Une rentrée scolaire sous tension face à la pénurie d'enseignants
Y aura-t-il "un professeur devant chaque classe", comme l'a promis Pap Ndiaye? Moins de dix jours avant la réouverture des écoles, c'est un défi pour le ministre de l'Education nationale, qui fera sa première rentrée scolaire sous le signe d'une crise de recrutement inédite.
Cette année, plus de 4.000 postes n'ont pas été pourvus aux concours enseignants, un taux historiquement bas, selon les chiffres du ministère de l'Education nationale. Dans le premier degré public, le taux de postes pourvus est de 83,1%, contre 94,7% l'an dernier. Pour les collèges et lycées, il se situe à 83,4%, contre 94,1% en 2021.
Ces difficultés de recrutement particulièrement aiguës, notamment liées à une crise d'attractivité du métier, font craindre une rentrée scolaire sous tension.
"Nous avons un problème de recrutement des professeurs", a reconnu en juillet le ministre de l'Education Pap Ndiaye. "C'est un problème ancien, mais qui s'est aggravé ces dernières années". Le ministre l'a toutefois promis à plusieurs reprises: "Il y aura un professeur devant chaque classe dans toutes les écoles de France" à la rentrée.
"Nous faisons ce qu'il faut pour", a-t-il dit. Des cellules ont ainsi été mises en place cette semaine dans chaque académie pour "régler les difficultés là où elles se posent", répondre aux questions des enseignants contractuels nouvellement embauchés pour pallier aux manques d'effectifs, et préparer au mieux la rentrée.
C'est dans l'une de ces cellules, de l'académie de Créteil (banlieue du sud-est de Paris), particulièrement affectée par les difficultés de recrutement, que le ministre se rend mardi matin pour son déplacement inaugural de rentrée, avant sa première conférence de presse vendredi.
Car des disparités fortes existent entre les régions. Dans le premier degré (écoles maternelles et élémentaires), de sérieux déficits existent notamment dans les académies franciliennes, et plus particulièrement dans celles de Créteil et Versailles. A peine plus de 900 candidats ont été recrutés sur 1.665 postes ouverts à Créteil, et pas plus à Versailles, pour 1.600 postes ouverts.
- "Rentrée de la pénurie" -
Face à ce recrutement insuffisant, dix députés (Nupes) de Seine-Saint-Denis ont d'ailleurs demandé en juillet au ministre de l'Education "des mesures d'urgence" pour la rentrée, dans un département populaire et à forte démographie, déjà pénalisé par de nombreux non-remplacements des professeurs.

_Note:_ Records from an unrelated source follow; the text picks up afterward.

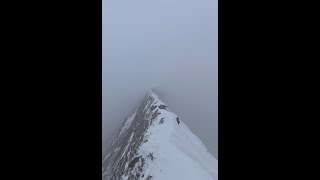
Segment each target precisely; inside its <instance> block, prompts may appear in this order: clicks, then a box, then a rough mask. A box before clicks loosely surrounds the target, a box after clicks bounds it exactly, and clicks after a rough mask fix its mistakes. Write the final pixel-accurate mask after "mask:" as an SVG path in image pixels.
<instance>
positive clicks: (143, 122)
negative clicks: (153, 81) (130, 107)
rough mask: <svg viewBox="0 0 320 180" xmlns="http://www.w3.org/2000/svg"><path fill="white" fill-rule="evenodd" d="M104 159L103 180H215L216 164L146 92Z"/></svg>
mask: <svg viewBox="0 0 320 180" xmlns="http://www.w3.org/2000/svg"><path fill="white" fill-rule="evenodd" d="M113 142H114V144H113V145H112V146H111V147H109V149H108V151H107V155H106V156H105V158H104V160H103V168H102V173H103V174H102V178H103V179H104V180H145V179H146V180H178V179H179V180H180V179H181V180H182V179H183V180H217V179H218V161H217V160H216V159H215V158H214V157H213V156H212V155H211V154H210V153H209V152H208V150H207V148H206V147H205V146H204V144H203V143H202V142H201V140H200V139H199V138H198V137H197V136H196V135H194V134H193V133H192V132H191V131H190V129H189V128H188V127H187V126H186V125H185V124H184V123H183V121H182V120H181V119H180V118H179V117H178V116H177V115H176V114H174V113H173V112H171V111H170V110H169V109H168V107H167V105H166V104H165V103H163V102H162V101H161V100H160V99H159V96H158V95H156V94H155V93H153V92H152V91H149V92H148V93H147V95H146V97H145V98H144V99H143V100H142V102H141V103H140V105H139V107H138V108H137V110H136V111H135V112H134V114H133V115H132V116H131V117H129V118H128V119H127V120H126V122H125V124H124V126H123V127H122V128H121V129H120V132H119V134H118V136H117V137H116V138H115V139H114V141H113Z"/></svg>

Dans le second degré, certaines disciplines inquiètent particulièrement: plusieurs matières sont loin d'avoir fait le plein aux concours, comme l'allemand (55% des postes pourvus contre 70 à 81% durant les trois années précédentes), les lettres classiques (57%), la physique-chimie (66,7%) ou les mathématiques (68,5%). Pap Ndiaye avait évoqué début août des tensions de recrutement "notamment pour les langues vivantes et la technologie", lors d'une audition à l'Assemblée nationale.
Pour répondre à la crise de recrutement, des contractuels ont été embauchés dès juin lors de controversés "job-dating", entretiens organisés dans plusieurs académies. Les personnes retenues, qui doivent avoir au minimum une licence - quelle qu'elle soit -, enseigneront dès la rentrée, avec souvent quelques jours de formation seulement, proposés à partir de cette semaine.
"Ca reste quand même très léger. Ca ne remplace pas une formation un peu plus conséquente", relève Sophie Vénétitay, secrétaire générale du Snes-FSU, premier syndicat du secondaire, qui évoque son "inquiétude, et en même temps une forme d'agacement".
"C'est la rentrée de la pénurie", ajoute-t-elle. "On a bien vu que les rectorats et le ministère bricolaient dans tous les sens pour pouvoir afficher un prof devant chaque classe à la rentrée. Mais quand bien même cet objectif serait atteint, on peut se demander quel en sera le prix, si ce sont des professeurs qui ne sont pas formés".
Stéphane Crochet, du SE-Unsa, un autre syndicat enseignant, craint, lui, que "derrière l'affichage de la rentrée, si l'on réussit à peu près à mettre des gens devant les classes, on n’ait plus aucune réserve de remplaçants".